Page 78 of Chilled

“Oh, yes. I have bigger plans for you.” His teeth and the whites of his eyes shone in the shadows, an evil combination considering the source.

Like a spider crawling across her skin, a shiver of fear fed its way through her system. She tested her legs, stretching first one then the other over the edge of the case.

“Hurry up. I’m not going to stand here all day.” He waved his hand, the gun in it catching a glint of sunlight.

Rocking herself to the side, she pushed up on her elbow and tumbled over the side of the case into the back of the Jeep. “Thanks for the help,” she muttered.

“You’re tough; you’ll manage. Besides, my hands are otherwise occupied.”

She snorted and calculated the distance between her feet and his face.

As if he read her mind, Stan stepped away from the back of the vehicle. “Don’t try anything or I’ll shoot.”

“What and spoil all your fun?” Squelching her disappointment, Brenna rolled to the edge of the vehicle and let her feet slide to the ground into six inches of muddy, freezing water. “What’s this?”

“The levy burst. We’re in the middle of a flood.” He nudged her with the tip of the nine-millimeter. “Move.”

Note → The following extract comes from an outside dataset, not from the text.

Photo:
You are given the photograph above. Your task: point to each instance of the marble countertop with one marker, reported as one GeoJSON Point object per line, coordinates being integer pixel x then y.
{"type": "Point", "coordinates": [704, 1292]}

When she rounded the corner of the Jeep, she recognized the old farmhouse standing inches above the swirling water. This was the house Stan had lived in with his mother. “Now, Stan, what would your mother say if she knew you were killing women?”

“Ask her when you see her in hell. I killed her, too.”

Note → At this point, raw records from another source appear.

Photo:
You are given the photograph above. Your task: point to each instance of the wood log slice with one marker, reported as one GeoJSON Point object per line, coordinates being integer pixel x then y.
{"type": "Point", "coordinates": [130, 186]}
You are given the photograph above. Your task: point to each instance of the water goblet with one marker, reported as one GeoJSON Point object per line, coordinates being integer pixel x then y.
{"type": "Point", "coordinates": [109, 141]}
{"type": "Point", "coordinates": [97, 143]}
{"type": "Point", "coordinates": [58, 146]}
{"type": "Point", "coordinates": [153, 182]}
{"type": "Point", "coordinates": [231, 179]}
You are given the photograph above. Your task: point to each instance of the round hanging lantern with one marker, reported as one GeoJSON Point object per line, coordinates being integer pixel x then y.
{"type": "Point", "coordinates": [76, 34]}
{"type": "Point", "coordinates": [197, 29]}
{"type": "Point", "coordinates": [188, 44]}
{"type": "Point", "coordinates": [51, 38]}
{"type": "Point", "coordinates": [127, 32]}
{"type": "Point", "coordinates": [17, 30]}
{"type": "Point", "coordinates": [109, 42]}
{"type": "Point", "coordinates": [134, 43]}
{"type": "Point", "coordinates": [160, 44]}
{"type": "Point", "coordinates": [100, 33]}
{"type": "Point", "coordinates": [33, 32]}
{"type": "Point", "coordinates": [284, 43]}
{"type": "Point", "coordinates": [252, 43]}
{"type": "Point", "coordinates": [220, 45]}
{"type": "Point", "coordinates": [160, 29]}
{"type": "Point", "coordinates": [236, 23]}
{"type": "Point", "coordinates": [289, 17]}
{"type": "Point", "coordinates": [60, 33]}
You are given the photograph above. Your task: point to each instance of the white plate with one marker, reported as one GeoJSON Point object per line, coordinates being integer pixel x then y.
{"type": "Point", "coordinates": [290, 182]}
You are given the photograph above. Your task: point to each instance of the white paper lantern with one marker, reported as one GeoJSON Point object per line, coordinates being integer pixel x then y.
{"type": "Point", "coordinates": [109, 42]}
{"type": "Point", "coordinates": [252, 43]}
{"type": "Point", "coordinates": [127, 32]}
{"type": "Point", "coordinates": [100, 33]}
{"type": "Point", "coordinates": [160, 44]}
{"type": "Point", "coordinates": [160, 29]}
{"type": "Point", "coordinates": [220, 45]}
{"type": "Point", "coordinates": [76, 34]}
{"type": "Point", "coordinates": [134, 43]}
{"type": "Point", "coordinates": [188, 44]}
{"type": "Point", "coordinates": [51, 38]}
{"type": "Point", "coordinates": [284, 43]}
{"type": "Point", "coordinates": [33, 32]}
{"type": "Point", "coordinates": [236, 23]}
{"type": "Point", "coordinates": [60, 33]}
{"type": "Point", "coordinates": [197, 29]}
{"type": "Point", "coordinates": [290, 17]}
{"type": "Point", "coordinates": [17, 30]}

Brenna gasped. “Your own mother?”

“She never loved me. Every chance she got she called me stupid. But I showed her.” He chuckled. “A little rat poison did the trick. Looked like she died of a heart attack.”

The grin he threw her way made her belly roil.

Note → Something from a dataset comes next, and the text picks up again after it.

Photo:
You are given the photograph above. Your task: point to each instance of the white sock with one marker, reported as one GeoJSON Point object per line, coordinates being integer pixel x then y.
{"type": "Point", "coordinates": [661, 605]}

“I guess you could say it all started here.” He motioned for her to lead the way.

Brenna slogged through the water and up onto the front porch. “What do you mean?”

Stan paused in front of the door. “Do you know how my father died?” he said, his tone conversational.

“I heard he died in a freak farm accident.” Brenna wiggled her numb toes inside her shoes while she scanned the horizon, hoping for sight of Nick and the cavalry.

“When I was ten, I was helping him on the tractor, only he wouldn’t let me drive it. When he got down to check on a tire, I shifted the tractor into gear. The wheel rolled over my father’s head. Do you know what a man’s head sounds like when it pops?”

“No.” Nor did she want to. Brenna swallowed back the bile rising in her throat.

“Like dropping a watermelon.” He stared at the key in his hand for a long time as if lost in his past. “My mother never forgave me. She couldn’t even stand to look at me.” He barked a mirthless laugh and waved the pistol. “You can’t imagine what it feels like to know you’re the one responsible for your own father’s death.”

At once appalled by his revelation, Brenna couldn’t help feeling sorry for a little boy who’d grown up with that kind of guilt. “I’m sorry, Stan. I’m sorry for what happened to your father and the way your mother treated you. But you can’t keep killing innocent women.”

Stan shifted the pistol from one hand to the other, his brows rising with his smile. “I can do anything I want. I’ve proven I can.”

“But why?” Brenna lifted her bound hands toward him. “What did those women do to you?”

His smile disappeared, his mouth thinning into a straight line. “I’ll tell you what they did. When Alice saw those articles in the newspaper, she started talking about going back to college. She would’ve left me, damn it!”

“Alice loves you. She wouldn’t have left you.” Based on the talk she’d had with her sister, Brenna didn’t know whether or not that was true anymore.

He snorted. “What do you know about love?”

Nick’s face wavered in Brenna’s mind. “More than I thought,” she whispered, and she wanted a chance to learn more.

“It’s all a lie,” Stan said, a sneer lifting the side of his lip. “It’s an act people do to make you trust them. Then they stab you in the back.”

“Alice would never have betrayed you.”